Menyelami Ketenangan Kampung Pitu Nglanggeran Setelah Matahari Terbit

Selasa, Maret 21, 2017

Pemburu sunrise di Gunung Bantal, setelah matahari menang dari mendung. Dokumentasi oleh: Rifqy Faiza R

Sore itu, dalam perjalanan menuju Kawasan Ekowisata Nglanggeran aku masuk dalam tim basah. Satu mobil yang diisi oleh Hannif, Aku, Aya, Mbak Rizka dan Mas Alid kesemua personilnya berbasah kuyup tanpa ganti baju setelah berlumpur pasca off road kemudian diguyur aliran Air Terjun Sri Gethuk.

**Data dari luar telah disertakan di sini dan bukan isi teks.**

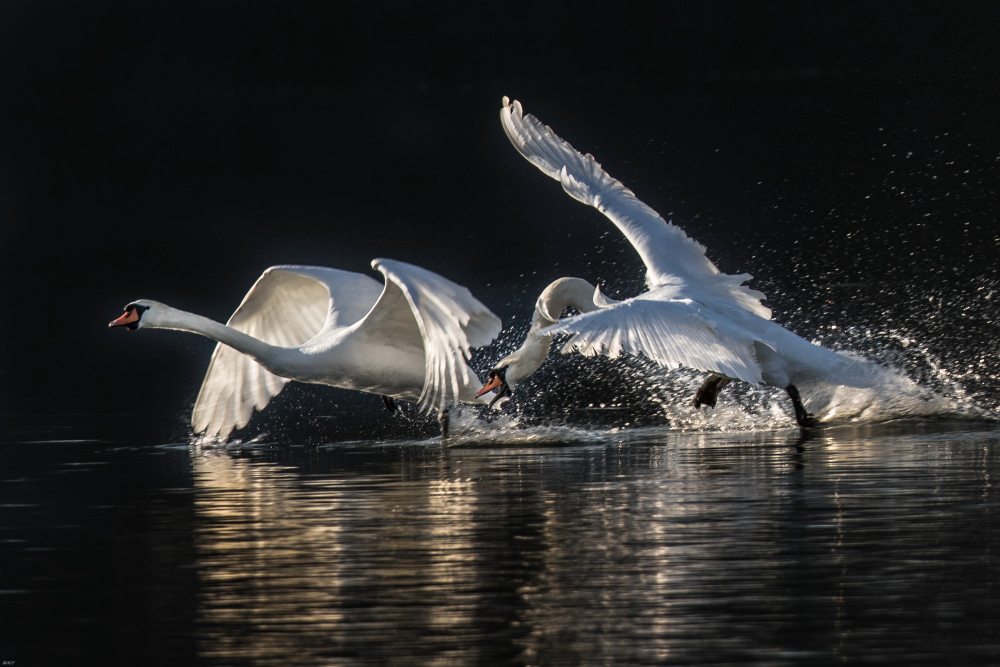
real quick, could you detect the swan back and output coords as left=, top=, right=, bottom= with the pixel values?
left=193, top=266, right=383, bottom=439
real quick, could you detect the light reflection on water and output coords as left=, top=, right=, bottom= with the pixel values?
left=180, top=423, right=1000, bottom=665
left=3, top=421, right=1000, bottom=665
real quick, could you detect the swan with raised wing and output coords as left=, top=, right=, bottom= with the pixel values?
left=478, top=98, right=876, bottom=426
left=110, top=258, right=501, bottom=439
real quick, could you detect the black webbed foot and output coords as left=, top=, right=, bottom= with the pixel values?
left=381, top=395, right=398, bottom=413
left=785, top=384, right=818, bottom=427
left=694, top=374, right=732, bottom=408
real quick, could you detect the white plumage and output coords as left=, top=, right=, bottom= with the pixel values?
left=111, top=259, right=501, bottom=439
left=494, top=98, right=875, bottom=424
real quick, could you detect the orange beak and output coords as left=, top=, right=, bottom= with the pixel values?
left=476, top=374, right=505, bottom=397
left=109, top=309, right=140, bottom=328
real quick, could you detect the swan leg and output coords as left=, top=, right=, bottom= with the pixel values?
left=694, top=374, right=732, bottom=408
left=439, top=408, right=450, bottom=439
left=785, top=384, right=818, bottom=427
left=381, top=395, right=398, bottom=413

Sungguh jika mobil yang kami tumpangi saat itu bisa mengeluh: “Apes”. Batinnya mungkin begitu. Beberapa tetes air menggenangi karpet begitupun joknya.

Tanganku menangkup kedinginan. Samar-samar hembusan AC menambah sekian dingin semakin terasa. Tertahan menggigil sambil terus memandangi pemandangan luar jendela. Ada rapatnya hutan jati, sawah nan hijau bertingkat, hamparan pohon kayu putih, sesekali juga memandang dalam lekuk bentuk rumah warga yang khas masih terjaga.

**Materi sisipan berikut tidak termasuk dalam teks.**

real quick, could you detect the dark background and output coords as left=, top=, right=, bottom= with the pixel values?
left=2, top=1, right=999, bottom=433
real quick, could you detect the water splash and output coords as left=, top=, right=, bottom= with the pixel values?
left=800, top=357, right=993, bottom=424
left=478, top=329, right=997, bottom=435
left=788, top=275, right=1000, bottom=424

Di luar sana, langit mendung seakan tak mendukung terbayarnya rinduku kepada senja yang tenggelam di ufuk Nglanggeran.

Di Balik Bukit, senja itu. Dokumentasi oleh: Insanwisata

Tuhan, ternyata selain Maha membolak-balikkan hati, juga Maha membolak-balikkan kondisi langit.
Tiba-tiba perhatian kami kompak memperhatikan pemandangan di luar jendela sisi kiri. Tak mengira, langit mendung masih sudi menyisakan sedikit ruang bagi baskara menampilkan bulatan sempurnanya.

Semacam mengucapkan “sugeng rawuh wonten ing Nglanggeran” melegakan rindu kami menyaksikan senja bersembilan.

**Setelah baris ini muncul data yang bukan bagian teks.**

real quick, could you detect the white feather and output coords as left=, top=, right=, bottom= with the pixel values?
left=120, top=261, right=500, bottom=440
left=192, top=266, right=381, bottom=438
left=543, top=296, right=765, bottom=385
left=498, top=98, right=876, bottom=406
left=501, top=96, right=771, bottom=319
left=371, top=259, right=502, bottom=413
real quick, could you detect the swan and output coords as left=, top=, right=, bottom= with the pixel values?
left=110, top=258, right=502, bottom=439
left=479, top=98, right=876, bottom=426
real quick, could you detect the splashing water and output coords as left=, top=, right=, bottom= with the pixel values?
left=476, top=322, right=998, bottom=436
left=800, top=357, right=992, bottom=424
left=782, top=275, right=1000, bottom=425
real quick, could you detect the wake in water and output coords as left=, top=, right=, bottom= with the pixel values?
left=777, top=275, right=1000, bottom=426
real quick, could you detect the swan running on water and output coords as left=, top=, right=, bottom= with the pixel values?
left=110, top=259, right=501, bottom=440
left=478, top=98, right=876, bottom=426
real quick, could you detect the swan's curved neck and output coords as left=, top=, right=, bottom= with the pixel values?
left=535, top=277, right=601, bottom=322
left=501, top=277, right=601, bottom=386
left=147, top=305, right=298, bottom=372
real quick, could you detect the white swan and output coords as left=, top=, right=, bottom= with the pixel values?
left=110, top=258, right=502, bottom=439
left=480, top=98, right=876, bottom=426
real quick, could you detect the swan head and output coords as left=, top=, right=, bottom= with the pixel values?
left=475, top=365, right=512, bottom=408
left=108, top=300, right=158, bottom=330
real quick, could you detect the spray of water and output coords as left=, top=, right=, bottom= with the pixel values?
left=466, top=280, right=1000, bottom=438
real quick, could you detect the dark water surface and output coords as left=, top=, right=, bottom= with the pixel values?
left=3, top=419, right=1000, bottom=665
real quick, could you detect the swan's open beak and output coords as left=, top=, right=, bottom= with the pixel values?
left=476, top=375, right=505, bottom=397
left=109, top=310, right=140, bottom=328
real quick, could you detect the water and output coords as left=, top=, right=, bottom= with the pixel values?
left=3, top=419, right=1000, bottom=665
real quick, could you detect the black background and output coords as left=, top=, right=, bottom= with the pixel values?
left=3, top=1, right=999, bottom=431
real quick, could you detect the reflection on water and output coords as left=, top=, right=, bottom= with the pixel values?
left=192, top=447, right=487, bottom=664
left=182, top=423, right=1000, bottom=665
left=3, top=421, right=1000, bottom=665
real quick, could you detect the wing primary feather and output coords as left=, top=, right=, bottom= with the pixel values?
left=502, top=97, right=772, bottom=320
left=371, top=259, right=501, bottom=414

Dua rombongan mobil kompak berbelok ke arah Embung Nglanggeran. Lega bercampur suka-cita. Mas Aris Purba cukup peka membaca keinginan kami menjumpai senja yang sempat menggoda di balik jendela.

Dari bawah, anak tangganya sudah terlihat mengular naik sebagai penguji kesungguhan kami bertatap senyap kepada senja.

Embung Nglanggeran dalam senyap senja. Dokumentasi oleh: Insanwisata.

Menatap dalam, refleksi magis senja di Embung Nglanggeran. Dokumentasi oleh: Insanwisata
Tak butuh lama, kami sudah sampai di bibir embung dengan masih berbalut baju basah.
Dingin, sendu berlatar semburat merah di kaki cakrawala. Keberadaan baskara tak seutuh penampakan cantiknya sepanjang perjalanan tadi. Kali ini menyisakan refleksi magis terlukis di sepanjang genangan tenang sepanjang pinggiran embung.

Di tepian embung berjejer tripod menghadap tenggelamnya sang baskara. Beberapa pengunjung nampak serius berkompromi kepada sisa waktu untuk merekam lukisan jingga yang tersisa. Sebagian mereka berburu siluet dengan membelakangi lensa.
Kami berada di antaranya.

“Oh begini romantisme senja di Embung Nglanggeran di kala senja menjelang petang?”

Sesungguhnya, menikmati Embung Nglanggeran tak berbatas waktu. Pintunya buka 24 jam untuk siapapun yang berniat tinggal tenang sesaat menikmati keindahannya. Namun, pendar kelap-kelip lampu telah berderet teratur di tepian embung laksana alarm bagi kami untuk kembali menuruni anak tangga. Kami harus pulang menuju homestay. Mengganti basah yang masih melekat sepanjang senja, istirahat untuk menyiapkan sebaik-baiknya esok pagi.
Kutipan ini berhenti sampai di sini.